We came up with a simple way to achieve deep, even browning on both sides of the bread.

But I didn’t stop there. After all, I was going for perfection. That would mean even browning from edge to edge—the kind you get in a grilled sandwich. Well, then why not cook the bread like a grilled sandwich? I slid another halved loaf into the oven, cut sides up, and once the butter had fully soaked in, I flipped the halves cut sides down. I pressed a second baking sheet on top of the bread, panini press–style, and returned the assembly to the oven. The top sheet held the bread flat against the bottom sheet, ensuring even browning and crisping. Sure enough, the bread emerged gorgeously, evenly bronzed.
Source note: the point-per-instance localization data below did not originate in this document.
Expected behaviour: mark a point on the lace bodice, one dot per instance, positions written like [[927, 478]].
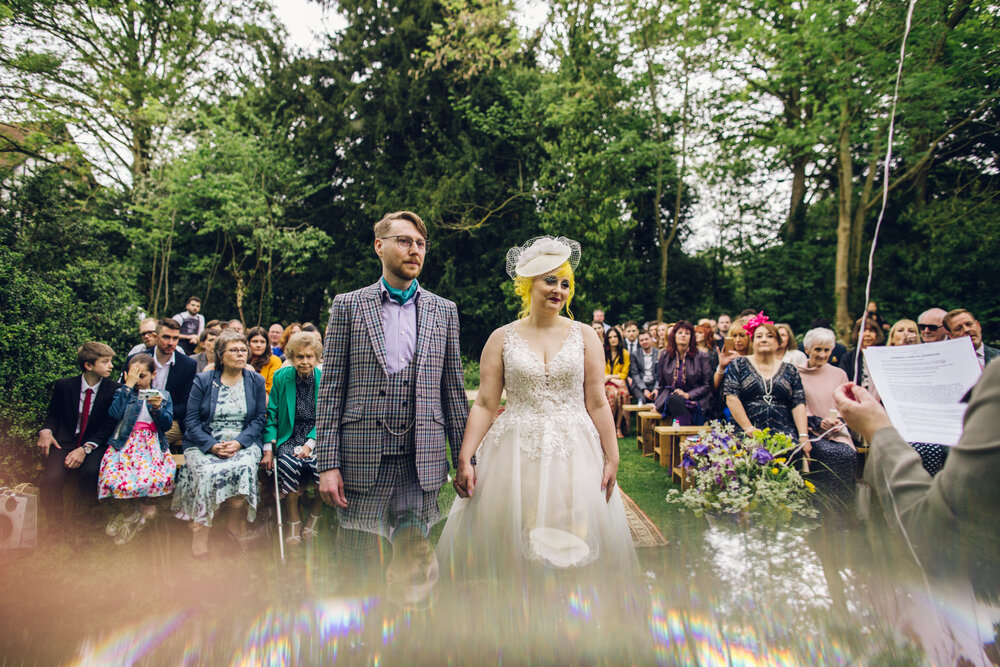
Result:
[[545, 403]]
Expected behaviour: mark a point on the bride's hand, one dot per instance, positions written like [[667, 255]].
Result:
[[609, 479], [465, 479]]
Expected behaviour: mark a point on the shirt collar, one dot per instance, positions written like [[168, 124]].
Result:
[[84, 386], [386, 291], [156, 359]]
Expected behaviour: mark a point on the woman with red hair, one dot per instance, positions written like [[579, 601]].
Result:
[[684, 376]]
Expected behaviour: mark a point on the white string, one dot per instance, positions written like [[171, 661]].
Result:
[[868, 286], [885, 188]]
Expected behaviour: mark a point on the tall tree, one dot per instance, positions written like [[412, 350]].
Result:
[[118, 74]]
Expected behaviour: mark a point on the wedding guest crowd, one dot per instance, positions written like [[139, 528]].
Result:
[[234, 402]]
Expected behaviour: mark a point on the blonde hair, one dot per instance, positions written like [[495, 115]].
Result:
[[897, 326], [304, 340], [522, 288]]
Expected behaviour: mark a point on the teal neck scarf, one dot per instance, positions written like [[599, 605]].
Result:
[[400, 296]]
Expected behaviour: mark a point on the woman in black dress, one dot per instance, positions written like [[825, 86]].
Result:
[[763, 392]]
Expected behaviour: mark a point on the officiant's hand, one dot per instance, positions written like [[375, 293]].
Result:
[[860, 410], [609, 479], [331, 488], [465, 479]]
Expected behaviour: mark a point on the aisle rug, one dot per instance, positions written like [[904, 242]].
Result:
[[644, 531]]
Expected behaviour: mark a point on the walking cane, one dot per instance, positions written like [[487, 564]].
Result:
[[277, 504]]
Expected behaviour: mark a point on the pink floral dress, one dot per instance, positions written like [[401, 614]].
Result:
[[140, 469]]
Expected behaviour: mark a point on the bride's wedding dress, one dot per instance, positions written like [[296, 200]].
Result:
[[538, 491]]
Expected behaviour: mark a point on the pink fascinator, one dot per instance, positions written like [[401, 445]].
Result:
[[756, 321]]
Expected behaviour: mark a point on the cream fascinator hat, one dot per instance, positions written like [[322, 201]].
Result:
[[541, 255]]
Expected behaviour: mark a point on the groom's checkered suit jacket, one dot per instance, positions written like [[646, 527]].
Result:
[[352, 405]]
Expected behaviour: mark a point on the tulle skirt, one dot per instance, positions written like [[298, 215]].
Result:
[[537, 502]]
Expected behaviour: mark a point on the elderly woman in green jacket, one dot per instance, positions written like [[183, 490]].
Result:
[[291, 430]]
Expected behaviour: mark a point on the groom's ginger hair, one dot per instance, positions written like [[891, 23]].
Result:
[[383, 226], [522, 288]]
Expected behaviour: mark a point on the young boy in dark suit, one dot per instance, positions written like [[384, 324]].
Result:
[[76, 429]]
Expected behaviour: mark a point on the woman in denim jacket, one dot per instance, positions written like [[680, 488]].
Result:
[[137, 465]]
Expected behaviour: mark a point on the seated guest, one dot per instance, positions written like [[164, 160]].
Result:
[[261, 358], [723, 325], [834, 451], [290, 331], [662, 329], [599, 328], [205, 352], [839, 350], [147, 334], [192, 324], [174, 373], [222, 444], [904, 332], [684, 377], [75, 433], [631, 332], [137, 465], [616, 364], [931, 325], [291, 428], [274, 338], [741, 347], [959, 323], [642, 370], [951, 519], [871, 336], [704, 339], [764, 392], [788, 350]]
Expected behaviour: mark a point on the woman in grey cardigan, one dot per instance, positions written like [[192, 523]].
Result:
[[227, 409]]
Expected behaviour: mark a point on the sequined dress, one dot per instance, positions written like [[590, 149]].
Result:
[[538, 495]]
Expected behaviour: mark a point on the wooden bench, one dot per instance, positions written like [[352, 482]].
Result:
[[668, 445], [636, 408], [644, 434]]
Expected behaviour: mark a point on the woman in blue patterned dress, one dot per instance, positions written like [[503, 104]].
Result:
[[222, 444], [762, 391]]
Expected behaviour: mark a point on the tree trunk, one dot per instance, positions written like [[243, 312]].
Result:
[[796, 207], [844, 184]]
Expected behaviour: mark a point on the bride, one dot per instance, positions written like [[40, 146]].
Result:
[[537, 485]]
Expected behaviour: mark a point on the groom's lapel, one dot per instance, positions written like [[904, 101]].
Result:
[[371, 307], [426, 310]]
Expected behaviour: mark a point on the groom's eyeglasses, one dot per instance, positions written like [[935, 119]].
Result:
[[406, 242]]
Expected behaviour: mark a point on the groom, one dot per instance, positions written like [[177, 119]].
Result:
[[391, 390]]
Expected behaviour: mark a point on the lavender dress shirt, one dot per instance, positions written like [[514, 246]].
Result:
[[400, 326]]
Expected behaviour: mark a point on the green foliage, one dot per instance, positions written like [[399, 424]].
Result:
[[470, 368], [53, 297]]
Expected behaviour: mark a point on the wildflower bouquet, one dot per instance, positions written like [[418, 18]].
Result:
[[743, 475]]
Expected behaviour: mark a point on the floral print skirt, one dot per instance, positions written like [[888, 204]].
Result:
[[140, 469], [206, 481]]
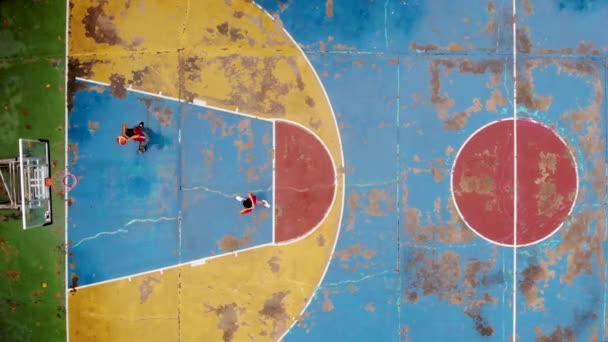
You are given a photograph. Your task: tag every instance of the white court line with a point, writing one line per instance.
(193, 263)
(203, 260)
(333, 114)
(343, 176)
(196, 102)
(67, 163)
(514, 334)
(274, 180)
(333, 200)
(452, 191)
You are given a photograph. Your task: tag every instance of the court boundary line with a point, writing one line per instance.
(514, 334)
(204, 104)
(66, 166)
(274, 177)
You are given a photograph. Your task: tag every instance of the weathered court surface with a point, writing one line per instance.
(436, 170)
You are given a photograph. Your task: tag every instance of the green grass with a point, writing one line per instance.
(32, 44)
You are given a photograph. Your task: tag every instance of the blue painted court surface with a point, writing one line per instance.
(410, 81)
(147, 221)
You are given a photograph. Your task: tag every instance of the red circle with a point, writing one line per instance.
(483, 178)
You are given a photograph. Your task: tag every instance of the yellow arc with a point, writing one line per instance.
(234, 56)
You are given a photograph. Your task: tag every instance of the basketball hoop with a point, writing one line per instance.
(62, 181)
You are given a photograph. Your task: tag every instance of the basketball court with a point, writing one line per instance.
(435, 171)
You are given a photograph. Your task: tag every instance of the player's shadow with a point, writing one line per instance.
(157, 140)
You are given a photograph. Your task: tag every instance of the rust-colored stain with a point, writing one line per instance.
(376, 198)
(93, 126)
(452, 231)
(117, 86)
(320, 240)
(529, 286)
(328, 305)
(100, 26)
(353, 250)
(146, 288)
(163, 114)
(560, 333)
(274, 264)
(444, 103)
(274, 309)
(232, 243)
(228, 319)
(479, 184)
(491, 7)
(495, 100)
(528, 7)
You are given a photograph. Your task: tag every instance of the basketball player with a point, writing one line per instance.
(250, 202)
(136, 134)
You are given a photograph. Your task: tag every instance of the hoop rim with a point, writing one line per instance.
(63, 181)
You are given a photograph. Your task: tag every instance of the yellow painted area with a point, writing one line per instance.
(232, 55)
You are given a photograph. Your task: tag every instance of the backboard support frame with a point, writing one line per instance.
(24, 181)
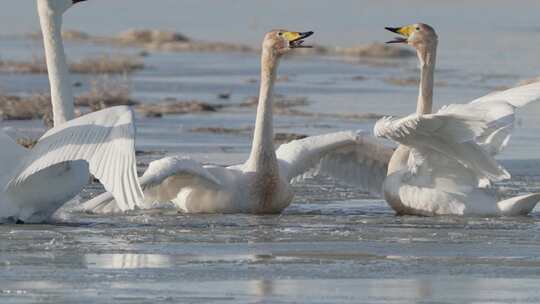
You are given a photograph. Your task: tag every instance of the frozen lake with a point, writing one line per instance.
(333, 244)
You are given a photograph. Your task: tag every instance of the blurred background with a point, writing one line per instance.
(190, 69)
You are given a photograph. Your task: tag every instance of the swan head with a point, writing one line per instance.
(56, 6)
(418, 35)
(281, 41)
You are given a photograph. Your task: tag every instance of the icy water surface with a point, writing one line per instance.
(333, 245)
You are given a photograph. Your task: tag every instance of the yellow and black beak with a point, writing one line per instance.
(404, 31)
(296, 39)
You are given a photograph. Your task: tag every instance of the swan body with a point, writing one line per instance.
(444, 164)
(262, 184)
(35, 183)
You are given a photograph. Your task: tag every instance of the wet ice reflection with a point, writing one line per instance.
(127, 261)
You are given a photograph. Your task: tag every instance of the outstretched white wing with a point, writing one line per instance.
(354, 157)
(498, 110)
(104, 139)
(164, 178)
(448, 134)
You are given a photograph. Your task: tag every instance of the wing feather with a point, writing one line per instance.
(154, 177)
(448, 134)
(354, 157)
(104, 139)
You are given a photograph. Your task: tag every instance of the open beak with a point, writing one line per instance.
(296, 39)
(403, 31)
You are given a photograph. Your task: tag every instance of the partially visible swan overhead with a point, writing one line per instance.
(262, 183)
(445, 164)
(35, 183)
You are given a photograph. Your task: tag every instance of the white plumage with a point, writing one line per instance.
(445, 163)
(36, 182)
(262, 183)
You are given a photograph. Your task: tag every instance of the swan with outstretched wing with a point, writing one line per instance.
(445, 162)
(262, 183)
(35, 182)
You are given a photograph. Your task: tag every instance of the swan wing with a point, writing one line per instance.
(448, 134)
(354, 157)
(104, 139)
(498, 110)
(180, 170)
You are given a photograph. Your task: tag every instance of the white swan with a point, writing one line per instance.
(35, 183)
(444, 165)
(262, 183)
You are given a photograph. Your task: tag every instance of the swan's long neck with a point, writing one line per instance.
(263, 156)
(426, 55)
(61, 93)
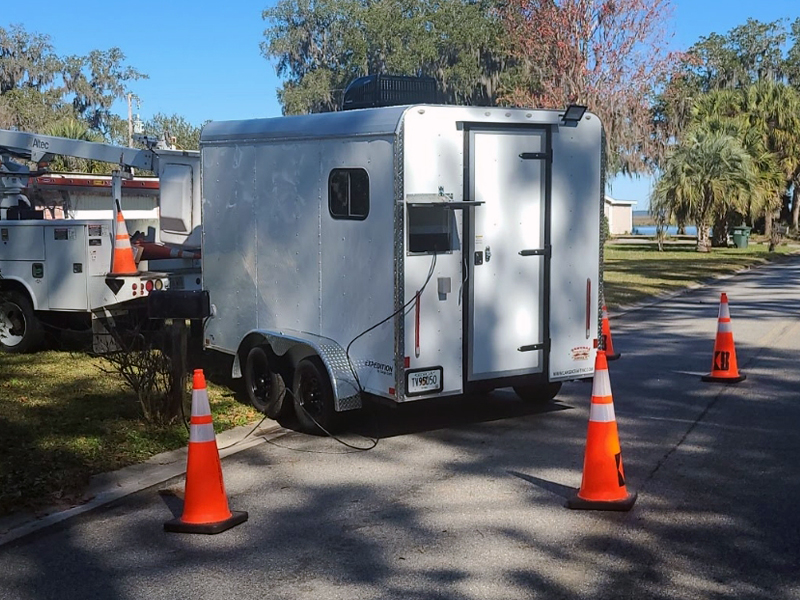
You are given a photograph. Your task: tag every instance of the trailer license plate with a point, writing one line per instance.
(420, 382)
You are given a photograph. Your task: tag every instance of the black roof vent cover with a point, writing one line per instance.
(389, 90)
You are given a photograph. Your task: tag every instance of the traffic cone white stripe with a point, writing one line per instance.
(602, 413)
(601, 386)
(200, 405)
(202, 433)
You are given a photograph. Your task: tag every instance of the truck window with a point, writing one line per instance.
(348, 194)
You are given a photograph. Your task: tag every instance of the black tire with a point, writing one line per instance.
(20, 329)
(539, 393)
(264, 387)
(313, 397)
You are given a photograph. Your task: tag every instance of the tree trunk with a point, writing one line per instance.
(719, 236)
(703, 238)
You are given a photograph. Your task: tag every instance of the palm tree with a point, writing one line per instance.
(706, 175)
(773, 113)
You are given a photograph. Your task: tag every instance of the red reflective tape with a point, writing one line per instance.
(416, 327)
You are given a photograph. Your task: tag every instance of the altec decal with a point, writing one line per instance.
(379, 367)
(580, 353)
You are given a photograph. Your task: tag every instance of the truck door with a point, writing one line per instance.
(65, 247)
(505, 328)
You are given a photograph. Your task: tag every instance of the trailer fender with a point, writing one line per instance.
(15, 283)
(293, 346)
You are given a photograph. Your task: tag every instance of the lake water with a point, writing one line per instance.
(672, 230)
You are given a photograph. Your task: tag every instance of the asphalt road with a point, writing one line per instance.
(465, 500)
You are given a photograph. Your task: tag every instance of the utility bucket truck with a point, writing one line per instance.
(59, 271)
(405, 252)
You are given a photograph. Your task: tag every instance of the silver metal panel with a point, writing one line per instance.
(433, 159)
(67, 267)
(577, 198)
(357, 263)
(379, 122)
(399, 262)
(288, 210)
(506, 292)
(20, 270)
(21, 240)
(229, 244)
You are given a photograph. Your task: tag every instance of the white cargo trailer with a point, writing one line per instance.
(403, 252)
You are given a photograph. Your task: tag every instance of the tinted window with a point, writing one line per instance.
(348, 194)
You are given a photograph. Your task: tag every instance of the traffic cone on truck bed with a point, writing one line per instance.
(122, 262)
(724, 368)
(603, 483)
(205, 505)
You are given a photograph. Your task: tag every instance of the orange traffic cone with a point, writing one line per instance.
(603, 483)
(122, 262)
(205, 506)
(723, 366)
(608, 344)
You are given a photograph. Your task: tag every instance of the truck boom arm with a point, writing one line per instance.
(41, 148)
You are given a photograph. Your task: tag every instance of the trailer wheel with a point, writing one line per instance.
(313, 397)
(542, 392)
(265, 388)
(20, 328)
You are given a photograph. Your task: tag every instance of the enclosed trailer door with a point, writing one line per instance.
(505, 323)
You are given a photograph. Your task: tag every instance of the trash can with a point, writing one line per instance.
(740, 236)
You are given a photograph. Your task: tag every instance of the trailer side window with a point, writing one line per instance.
(430, 228)
(348, 194)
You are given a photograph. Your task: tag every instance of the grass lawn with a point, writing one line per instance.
(62, 420)
(635, 271)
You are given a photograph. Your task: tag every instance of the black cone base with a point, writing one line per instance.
(619, 505)
(724, 379)
(178, 526)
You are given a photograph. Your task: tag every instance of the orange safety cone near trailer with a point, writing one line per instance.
(724, 368)
(122, 262)
(603, 483)
(608, 343)
(205, 507)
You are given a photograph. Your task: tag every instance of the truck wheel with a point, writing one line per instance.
(313, 397)
(540, 393)
(20, 329)
(265, 388)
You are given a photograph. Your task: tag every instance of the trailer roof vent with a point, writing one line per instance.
(389, 90)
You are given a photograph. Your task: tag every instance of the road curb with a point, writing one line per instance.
(105, 488)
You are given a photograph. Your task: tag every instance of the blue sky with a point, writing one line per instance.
(204, 60)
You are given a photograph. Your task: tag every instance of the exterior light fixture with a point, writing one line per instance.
(573, 114)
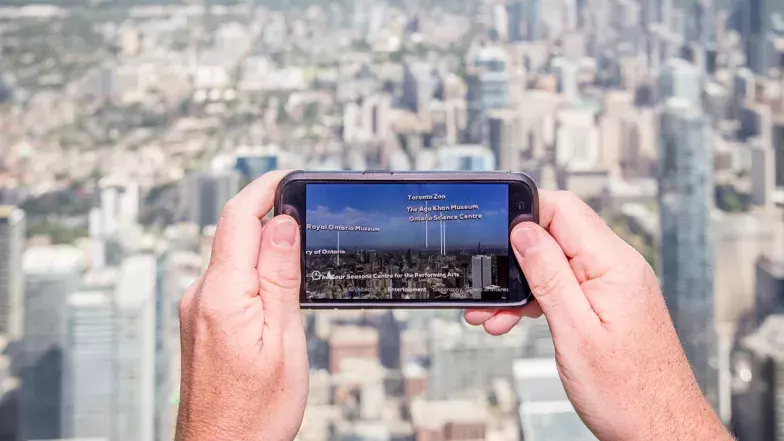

I had reached the pinnacle of garlic bread cookery.

Keys to Success

  • Full, complex garlic flavor

    We combine fresh garlic and garlic powder to create a balance of sweet, roasted garlic notes without having to actually roast garlic.
  • Crisp, golden-brown crust

    Baking fluffy supermarket Italian bread cut side up at a fairly high temperature and then flipping it and placing a second baking sheet on top helps evenly brown and crisp the cut side of the loaf.
  • Optimal crust-to-crumb ratio

    Pressing down gently on the baking sheet helps compress the crumb for a better balance of crust to interior.